2階建てで、1階には治療室や幻獣の保護部屋、調理室などがある。2階はこの施設で暮らす人たちの個室になっているんだって。
「え、ここって、クラトスの他にも誰かが住んでるの?」
「まあな。俺みたいに、あいつの手伝いをしている幻獣がいる。すぐに会えると思うぜ」
上から見ると丸い建物だから、廊下もゆるくカーブを描いている。そこをディルベルと並んで歩きながら、私は気になっていたことを尋ねた。
「ディルベルはどうして体がバラバラになってたの? あなたもハンターに襲われて……?」
「いや。俺のは事故に遭ったようなもんだ。外を飛んでいたら、たまたま凶暴な幻獣の縄張りに入りこんじまってな。そいつに襲われて、あのざまよ」
おかしいな。
私が治療した時に見えた光景では、ディルベルは人間に襲われていたみたいなのに。それで男たちに追いつめられて、何かをするように強要されていた。
ディルベルの顔を窺うと、彼はさっきと変わらない笑みを浮かべている。強気で、挑発的な笑みだ。その様子からは、嘘をついているようには見えなかった。
――私の過去視の能力は、特殊なものだ。
他の神官や、歴代の聖女にそんな力はなかったという。司祭様にも確認をとったから、確かだと思う。
何でこんな力が私にあるのか、私にもわからない。
この能力はある日、突然、芽生えたから。
過去を覗ける時間は、祝福をかける大きさに比例する。つまり、相手が重傷だとたくさん覗くことができるし、軽傷の場合は一瞬しか見えない。
司祭様にはこう言われた。
『このことは誰にも話してはいけませんよ。エリン』
司祭様は私のことを裏切ったし、彼に言われたことを守らなければいけない道理はない。
でも、私はこの力のことを誰にも話すつもりはなかった。
だって、私はディルベルを治療して、記憶を覗いてしまった。
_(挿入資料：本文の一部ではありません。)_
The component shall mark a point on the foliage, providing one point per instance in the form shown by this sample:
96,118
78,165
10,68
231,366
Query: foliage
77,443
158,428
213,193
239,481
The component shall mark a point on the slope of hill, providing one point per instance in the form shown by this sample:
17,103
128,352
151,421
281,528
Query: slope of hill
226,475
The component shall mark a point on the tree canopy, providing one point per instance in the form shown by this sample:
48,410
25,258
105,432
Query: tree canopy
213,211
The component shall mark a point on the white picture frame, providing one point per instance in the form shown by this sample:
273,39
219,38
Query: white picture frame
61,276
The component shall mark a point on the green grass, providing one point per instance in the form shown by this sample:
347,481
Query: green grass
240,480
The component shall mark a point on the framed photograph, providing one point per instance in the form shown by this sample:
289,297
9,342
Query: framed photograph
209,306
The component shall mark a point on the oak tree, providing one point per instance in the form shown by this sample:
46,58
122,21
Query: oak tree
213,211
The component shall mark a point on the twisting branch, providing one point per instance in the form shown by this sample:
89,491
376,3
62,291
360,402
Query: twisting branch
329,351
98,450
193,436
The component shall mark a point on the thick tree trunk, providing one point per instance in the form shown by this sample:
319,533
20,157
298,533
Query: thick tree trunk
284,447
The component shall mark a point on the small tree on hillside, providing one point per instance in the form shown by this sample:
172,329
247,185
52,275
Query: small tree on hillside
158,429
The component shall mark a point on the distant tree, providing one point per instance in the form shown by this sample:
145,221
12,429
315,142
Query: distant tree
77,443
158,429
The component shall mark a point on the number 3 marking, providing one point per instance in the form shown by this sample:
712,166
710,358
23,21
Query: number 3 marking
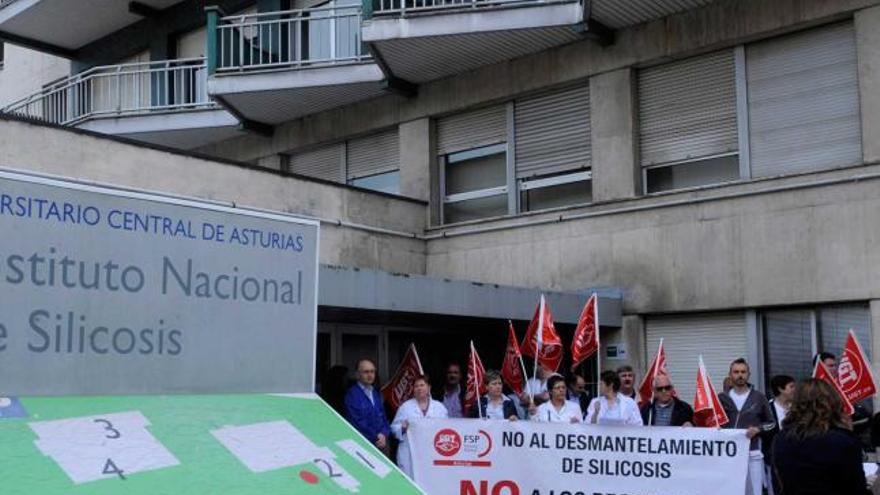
108,426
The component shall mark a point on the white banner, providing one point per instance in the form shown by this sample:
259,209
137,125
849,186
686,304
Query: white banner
477,457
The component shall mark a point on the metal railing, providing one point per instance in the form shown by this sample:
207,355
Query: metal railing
290,38
402,7
114,90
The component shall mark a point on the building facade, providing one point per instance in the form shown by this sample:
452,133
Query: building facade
710,168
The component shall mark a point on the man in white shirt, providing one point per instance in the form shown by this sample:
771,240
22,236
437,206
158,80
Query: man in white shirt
748,409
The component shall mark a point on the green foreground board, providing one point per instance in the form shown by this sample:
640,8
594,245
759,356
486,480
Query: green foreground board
101,436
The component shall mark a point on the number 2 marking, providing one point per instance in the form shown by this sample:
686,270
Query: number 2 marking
108,426
330,472
111,468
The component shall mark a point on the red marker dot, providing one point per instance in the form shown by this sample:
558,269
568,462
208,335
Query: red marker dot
308,477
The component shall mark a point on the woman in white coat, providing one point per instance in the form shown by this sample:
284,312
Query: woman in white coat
557,409
611,407
421,406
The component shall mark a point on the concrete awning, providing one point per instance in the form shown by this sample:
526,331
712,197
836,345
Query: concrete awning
355,288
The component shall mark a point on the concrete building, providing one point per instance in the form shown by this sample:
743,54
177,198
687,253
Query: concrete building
709,167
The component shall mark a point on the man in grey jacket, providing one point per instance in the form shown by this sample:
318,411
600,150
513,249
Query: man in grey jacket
748,409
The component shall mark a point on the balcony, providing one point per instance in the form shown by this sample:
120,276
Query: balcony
421,40
63,26
273,67
160,102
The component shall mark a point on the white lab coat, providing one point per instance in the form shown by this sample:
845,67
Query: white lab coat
547,413
410,411
624,412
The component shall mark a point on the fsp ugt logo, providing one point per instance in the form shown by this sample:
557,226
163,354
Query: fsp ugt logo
447,442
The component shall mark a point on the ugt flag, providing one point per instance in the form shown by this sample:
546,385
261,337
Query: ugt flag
400,388
707,408
476,383
854,373
542,340
513,370
586,334
820,372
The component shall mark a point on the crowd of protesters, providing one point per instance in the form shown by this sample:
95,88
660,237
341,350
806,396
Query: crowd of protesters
800,441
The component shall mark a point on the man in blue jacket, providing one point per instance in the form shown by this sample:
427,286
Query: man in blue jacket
364,408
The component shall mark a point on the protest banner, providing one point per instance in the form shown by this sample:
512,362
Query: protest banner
468,457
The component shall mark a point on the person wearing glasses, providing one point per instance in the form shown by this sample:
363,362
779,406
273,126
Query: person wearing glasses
557,409
612,407
666,409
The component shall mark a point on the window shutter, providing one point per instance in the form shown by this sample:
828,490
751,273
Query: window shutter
553,132
324,162
719,338
687,109
374,154
804,102
472,129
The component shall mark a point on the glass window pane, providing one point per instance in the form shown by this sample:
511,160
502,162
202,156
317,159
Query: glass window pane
475,174
834,325
788,347
389,182
693,174
473,209
554,196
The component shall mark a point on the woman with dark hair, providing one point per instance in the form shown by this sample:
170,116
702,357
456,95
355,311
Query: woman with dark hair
816,452
557,409
421,406
611,407
494,405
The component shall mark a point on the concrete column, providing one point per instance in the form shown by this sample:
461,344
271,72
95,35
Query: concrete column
875,344
631,336
867,24
616,174
416,158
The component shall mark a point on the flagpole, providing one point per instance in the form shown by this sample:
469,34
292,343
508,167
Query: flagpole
598,345
539,344
477,385
708,395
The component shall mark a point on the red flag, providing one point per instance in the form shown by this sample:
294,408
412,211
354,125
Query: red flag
586,334
512,369
476,385
657,368
707,408
854,373
400,388
820,372
546,340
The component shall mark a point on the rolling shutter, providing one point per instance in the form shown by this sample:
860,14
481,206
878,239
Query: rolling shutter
553,132
325,162
472,129
687,109
804,102
719,338
374,154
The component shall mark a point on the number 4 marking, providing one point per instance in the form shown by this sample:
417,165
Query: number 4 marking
111,468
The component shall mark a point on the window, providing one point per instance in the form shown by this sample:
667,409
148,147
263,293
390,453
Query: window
530,154
475,184
553,148
371,162
688,131
781,106
792,337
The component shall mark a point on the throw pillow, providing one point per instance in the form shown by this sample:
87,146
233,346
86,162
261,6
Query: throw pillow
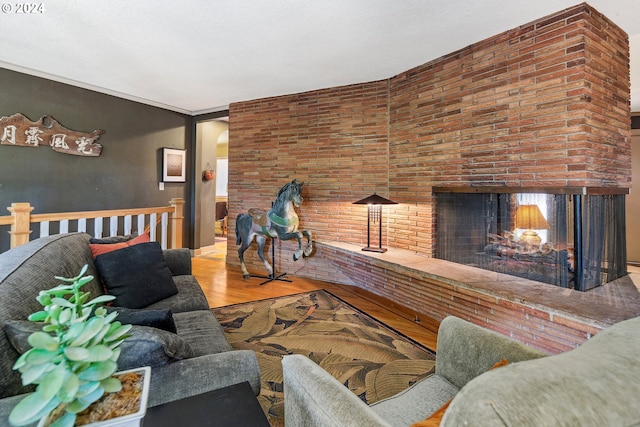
103,248
136,275
152,347
161,319
435,419
113,239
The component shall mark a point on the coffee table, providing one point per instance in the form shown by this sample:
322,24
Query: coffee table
233,406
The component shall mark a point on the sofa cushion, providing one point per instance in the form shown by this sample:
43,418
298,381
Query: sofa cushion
136,275
118,242
593,385
434,419
146,346
161,319
202,331
152,347
190,297
417,402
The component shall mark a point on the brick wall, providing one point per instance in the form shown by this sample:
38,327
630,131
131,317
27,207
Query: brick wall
543,105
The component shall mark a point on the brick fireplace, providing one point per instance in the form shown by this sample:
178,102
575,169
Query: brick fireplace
581,242
544,105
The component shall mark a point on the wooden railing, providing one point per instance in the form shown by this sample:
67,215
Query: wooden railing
164,224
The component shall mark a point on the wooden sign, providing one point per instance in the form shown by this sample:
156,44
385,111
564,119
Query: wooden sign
20,131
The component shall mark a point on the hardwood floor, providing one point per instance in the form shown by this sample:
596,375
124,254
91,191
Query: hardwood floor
224,285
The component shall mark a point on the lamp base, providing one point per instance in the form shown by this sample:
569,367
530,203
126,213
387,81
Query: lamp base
370,249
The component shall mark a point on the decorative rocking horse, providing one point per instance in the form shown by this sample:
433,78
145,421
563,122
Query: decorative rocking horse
280,221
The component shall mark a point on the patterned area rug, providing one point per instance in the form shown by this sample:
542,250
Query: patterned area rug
371,359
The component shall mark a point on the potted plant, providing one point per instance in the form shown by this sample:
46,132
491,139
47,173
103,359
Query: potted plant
73,358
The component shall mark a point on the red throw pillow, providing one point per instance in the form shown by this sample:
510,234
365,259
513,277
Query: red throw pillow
103,248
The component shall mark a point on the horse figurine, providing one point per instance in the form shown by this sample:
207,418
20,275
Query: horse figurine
280,221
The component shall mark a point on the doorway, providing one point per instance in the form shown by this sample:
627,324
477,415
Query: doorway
211,178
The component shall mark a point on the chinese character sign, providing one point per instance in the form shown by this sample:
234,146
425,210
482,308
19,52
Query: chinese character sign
20,131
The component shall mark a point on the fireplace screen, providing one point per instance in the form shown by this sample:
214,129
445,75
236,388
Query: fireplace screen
572,241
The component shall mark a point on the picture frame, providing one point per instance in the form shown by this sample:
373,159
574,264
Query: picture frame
174,165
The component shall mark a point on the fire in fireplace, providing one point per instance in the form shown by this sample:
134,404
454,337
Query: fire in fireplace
574,240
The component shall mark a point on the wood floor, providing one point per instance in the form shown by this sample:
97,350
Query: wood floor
224,285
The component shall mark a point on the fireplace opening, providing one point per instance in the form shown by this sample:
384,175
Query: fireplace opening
573,241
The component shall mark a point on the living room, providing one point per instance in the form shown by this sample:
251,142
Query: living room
347,142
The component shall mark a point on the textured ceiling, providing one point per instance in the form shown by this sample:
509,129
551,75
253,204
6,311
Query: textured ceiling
197,56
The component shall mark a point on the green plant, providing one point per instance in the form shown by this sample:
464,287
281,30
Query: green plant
73,358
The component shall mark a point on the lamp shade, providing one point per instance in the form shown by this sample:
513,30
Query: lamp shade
374,199
529,217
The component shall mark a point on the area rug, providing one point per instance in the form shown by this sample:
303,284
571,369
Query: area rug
371,359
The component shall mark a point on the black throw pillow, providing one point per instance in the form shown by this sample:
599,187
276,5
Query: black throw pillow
136,275
161,319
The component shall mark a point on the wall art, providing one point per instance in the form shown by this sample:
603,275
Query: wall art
18,130
174,163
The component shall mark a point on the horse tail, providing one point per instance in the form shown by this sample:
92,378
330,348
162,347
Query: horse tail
243,225
238,238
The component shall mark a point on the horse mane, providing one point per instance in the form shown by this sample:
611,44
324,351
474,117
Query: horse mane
282,196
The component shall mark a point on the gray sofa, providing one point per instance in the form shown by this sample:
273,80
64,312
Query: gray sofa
210,362
597,384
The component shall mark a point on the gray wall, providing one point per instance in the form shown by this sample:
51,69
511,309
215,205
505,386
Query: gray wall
633,202
125,175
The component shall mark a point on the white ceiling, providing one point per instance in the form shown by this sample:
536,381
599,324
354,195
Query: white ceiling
198,56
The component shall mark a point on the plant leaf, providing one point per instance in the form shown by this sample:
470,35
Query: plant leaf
38,316
82,403
69,388
37,356
67,420
43,341
99,353
100,300
31,373
62,302
77,354
31,409
51,383
65,315
91,328
98,371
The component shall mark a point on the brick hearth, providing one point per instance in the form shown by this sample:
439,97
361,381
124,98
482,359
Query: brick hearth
542,105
いくら不可抗力とはいえ、それを知ったら誰だって不快に思うはず。
「ん? どうした?」
「あ、ううん。何でもないよ。そうだったんだ。大変だったね」
「おう。だから、エリンが治してくれて助かったぜ」
にっと笑った顔は、愛嬌があって憎めない。
「クラトスもよっぽどあんたを気に入ったみたいだな。普通なら、ここには招き入れてもらえないぜ」
「ええ……でも、それは私が幻獣を治療できるからじゃないの?」
「いーや。それだけじゃねえと俺は見たね」
本当かなあ?
だったらもう少し、私の前で笑顔を見せてくれてもいいと思うけど。
昨日、少しだけ見たクラトスの笑顔。本当に幻のように一瞬だったけど! すごく優しげで綺麗だった。あんな顔をまた見たいな。
その時、近くの部屋から陽気な歌声が響いてきた。